Don’t bid right away.
It’s a common mistake: You see something you have to have, bid on it right away and keep upping the ante whenever someone outbids you. You may win the auction, but chances are you’ll pay more than you want to.
"Don't let the whole world know how desperate you are," says author McEvoy. "The key word when bidding is wait." Think of it as a game of strategy: Keep your poker face on for as long as possible, and then put in your best bid at the last moment so your competitors don’t have time to knock you out of the winner’s seat.
If you’d rather not be chained to your computer or have to set your alarm to catch the end of a 4 a.m. auction, you can either set a higher maximum bid amount or use a "sniping" service to do the dirty work for you. Some services charge a flat fee, while others tack a small commission onto winning bids.
Do set an odd maximum bid amount.
"Most eBayers bid in even increments, say $15 or $27.50," says Collier. By setting your maximum bid at an odd amount — $15.01 or $27.67 — you can gain the edge. "I see people win auctions by just a few pennies all the time," she says.
Don’t leave purchases unprotected.
While eBay’s free Standard Protection Program will cover your loss up to $200, there’s a $25 deductible, and the policy doesn’t apply to all purchases. Buy shipping insurance for anything delicate or valuable. Whatever you do, don’t buy from sellers who demand wire transfers, which offer no protection and are a red flag for scam artists.
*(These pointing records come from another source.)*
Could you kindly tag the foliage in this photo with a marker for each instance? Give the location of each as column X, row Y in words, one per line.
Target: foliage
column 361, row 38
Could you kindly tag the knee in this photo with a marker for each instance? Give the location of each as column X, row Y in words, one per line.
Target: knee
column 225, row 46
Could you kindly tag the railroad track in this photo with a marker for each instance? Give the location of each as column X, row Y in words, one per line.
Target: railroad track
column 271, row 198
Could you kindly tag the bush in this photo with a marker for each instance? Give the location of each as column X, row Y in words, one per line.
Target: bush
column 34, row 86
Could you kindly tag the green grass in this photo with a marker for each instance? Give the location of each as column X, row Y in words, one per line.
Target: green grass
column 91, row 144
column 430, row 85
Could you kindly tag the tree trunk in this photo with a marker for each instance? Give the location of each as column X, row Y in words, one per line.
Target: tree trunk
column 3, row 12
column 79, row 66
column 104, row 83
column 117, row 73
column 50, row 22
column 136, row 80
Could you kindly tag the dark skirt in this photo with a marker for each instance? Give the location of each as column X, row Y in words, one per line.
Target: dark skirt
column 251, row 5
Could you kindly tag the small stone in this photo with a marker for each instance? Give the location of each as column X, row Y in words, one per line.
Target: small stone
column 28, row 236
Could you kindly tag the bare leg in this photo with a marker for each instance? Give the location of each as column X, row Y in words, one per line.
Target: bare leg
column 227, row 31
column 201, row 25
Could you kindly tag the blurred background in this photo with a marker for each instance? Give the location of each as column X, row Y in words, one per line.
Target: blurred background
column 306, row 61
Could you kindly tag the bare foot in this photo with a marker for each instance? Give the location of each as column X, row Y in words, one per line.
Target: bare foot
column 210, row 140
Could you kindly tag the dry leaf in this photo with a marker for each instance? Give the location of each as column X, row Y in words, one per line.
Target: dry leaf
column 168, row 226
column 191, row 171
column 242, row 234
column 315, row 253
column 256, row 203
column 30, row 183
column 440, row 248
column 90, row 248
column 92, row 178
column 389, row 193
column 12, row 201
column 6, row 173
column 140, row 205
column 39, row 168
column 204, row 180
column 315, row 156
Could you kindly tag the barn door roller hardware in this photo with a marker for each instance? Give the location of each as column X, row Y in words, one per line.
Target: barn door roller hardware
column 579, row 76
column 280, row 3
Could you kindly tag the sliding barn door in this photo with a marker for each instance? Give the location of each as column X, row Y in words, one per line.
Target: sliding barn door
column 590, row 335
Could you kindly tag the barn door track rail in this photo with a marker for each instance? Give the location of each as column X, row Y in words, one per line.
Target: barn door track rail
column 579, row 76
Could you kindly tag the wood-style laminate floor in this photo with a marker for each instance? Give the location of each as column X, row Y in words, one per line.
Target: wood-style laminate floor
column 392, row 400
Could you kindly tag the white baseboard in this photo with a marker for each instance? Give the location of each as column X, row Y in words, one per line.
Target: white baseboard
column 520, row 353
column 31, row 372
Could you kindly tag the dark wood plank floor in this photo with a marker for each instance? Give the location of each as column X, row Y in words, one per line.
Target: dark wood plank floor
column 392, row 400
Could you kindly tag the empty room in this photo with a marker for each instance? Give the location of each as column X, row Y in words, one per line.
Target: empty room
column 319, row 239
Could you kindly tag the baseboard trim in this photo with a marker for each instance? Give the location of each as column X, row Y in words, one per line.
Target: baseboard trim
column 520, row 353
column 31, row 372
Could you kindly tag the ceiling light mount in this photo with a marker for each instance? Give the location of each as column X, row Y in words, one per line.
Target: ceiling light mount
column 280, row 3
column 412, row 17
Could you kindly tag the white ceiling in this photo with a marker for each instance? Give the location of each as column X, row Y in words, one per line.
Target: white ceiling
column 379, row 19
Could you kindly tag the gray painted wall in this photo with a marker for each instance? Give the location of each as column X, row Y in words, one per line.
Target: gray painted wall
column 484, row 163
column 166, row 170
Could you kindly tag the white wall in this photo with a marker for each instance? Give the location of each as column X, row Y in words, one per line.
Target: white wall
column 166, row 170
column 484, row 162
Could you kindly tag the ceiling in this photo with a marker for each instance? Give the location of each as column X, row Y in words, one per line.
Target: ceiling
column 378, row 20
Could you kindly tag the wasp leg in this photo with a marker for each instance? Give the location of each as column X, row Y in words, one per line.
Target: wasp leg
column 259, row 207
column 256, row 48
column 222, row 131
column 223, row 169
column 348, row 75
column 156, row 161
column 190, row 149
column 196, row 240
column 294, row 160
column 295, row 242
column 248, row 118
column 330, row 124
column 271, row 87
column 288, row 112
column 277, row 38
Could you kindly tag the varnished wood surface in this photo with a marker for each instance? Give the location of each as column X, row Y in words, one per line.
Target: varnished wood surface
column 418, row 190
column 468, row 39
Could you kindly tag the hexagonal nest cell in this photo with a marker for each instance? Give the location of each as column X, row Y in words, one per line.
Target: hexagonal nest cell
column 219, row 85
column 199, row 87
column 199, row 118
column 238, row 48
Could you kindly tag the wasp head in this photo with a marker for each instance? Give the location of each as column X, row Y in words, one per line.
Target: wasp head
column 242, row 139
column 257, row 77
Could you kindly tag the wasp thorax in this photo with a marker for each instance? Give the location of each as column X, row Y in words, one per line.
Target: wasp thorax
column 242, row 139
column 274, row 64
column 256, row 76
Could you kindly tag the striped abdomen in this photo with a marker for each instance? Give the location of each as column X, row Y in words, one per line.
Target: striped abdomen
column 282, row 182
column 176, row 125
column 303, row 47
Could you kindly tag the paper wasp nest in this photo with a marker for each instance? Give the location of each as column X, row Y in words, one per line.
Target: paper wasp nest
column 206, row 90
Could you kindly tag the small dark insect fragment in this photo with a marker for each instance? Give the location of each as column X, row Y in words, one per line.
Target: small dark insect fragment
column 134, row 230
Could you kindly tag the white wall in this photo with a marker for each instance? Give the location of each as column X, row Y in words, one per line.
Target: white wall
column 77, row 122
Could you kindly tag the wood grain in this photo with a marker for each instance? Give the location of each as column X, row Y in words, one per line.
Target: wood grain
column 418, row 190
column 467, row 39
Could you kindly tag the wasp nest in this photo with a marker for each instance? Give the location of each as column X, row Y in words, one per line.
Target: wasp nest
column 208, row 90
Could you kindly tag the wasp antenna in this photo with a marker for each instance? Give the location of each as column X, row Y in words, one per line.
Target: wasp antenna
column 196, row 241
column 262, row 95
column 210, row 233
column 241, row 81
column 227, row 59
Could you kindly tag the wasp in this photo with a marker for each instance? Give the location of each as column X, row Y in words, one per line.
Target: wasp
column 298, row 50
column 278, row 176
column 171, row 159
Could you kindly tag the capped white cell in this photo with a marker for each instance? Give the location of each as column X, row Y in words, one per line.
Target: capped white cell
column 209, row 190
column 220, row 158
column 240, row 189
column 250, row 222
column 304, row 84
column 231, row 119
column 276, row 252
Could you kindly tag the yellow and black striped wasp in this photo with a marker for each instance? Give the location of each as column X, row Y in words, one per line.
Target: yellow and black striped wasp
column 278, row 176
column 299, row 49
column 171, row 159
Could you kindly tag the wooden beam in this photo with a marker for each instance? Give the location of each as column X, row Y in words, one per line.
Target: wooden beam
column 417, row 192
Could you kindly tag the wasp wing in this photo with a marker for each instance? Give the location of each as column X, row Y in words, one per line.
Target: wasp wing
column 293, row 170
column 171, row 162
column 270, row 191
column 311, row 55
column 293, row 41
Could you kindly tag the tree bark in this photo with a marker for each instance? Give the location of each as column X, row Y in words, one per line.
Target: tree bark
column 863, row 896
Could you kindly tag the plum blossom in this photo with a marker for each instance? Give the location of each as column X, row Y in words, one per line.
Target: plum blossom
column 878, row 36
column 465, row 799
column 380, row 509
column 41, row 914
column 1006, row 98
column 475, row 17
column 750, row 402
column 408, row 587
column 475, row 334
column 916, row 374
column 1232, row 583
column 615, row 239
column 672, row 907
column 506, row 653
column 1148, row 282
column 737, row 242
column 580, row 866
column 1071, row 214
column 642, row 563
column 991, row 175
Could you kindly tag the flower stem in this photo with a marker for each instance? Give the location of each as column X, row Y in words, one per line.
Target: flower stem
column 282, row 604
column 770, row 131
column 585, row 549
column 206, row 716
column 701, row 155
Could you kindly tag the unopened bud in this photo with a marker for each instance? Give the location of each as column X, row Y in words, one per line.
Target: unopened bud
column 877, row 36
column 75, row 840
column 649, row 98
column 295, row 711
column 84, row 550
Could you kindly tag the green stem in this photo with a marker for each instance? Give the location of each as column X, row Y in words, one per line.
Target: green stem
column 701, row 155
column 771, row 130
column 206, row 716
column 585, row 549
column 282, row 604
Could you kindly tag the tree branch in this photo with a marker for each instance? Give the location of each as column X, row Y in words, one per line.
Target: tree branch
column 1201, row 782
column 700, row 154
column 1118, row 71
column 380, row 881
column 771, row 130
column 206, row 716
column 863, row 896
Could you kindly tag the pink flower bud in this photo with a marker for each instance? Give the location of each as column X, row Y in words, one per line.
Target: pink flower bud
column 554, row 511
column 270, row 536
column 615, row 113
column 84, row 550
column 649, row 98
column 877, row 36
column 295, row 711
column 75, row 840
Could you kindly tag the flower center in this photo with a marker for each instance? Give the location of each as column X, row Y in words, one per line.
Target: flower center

- For $1.65, you can insure items shipped via the U.S. Postal Service for up to $50 against loss or damage. And for $6.40, you can insure them to $500.
- If you pay through eBay's PayPal site, your purchases may be covered for up to $1,000 against fraud under the Buyer Protection plan.
- If all else fails, "it never hurts to ask a seller for a refund or discount when your purchase is damaged or not as described," Collier says. "Responsible sellers want to keep buyers happy."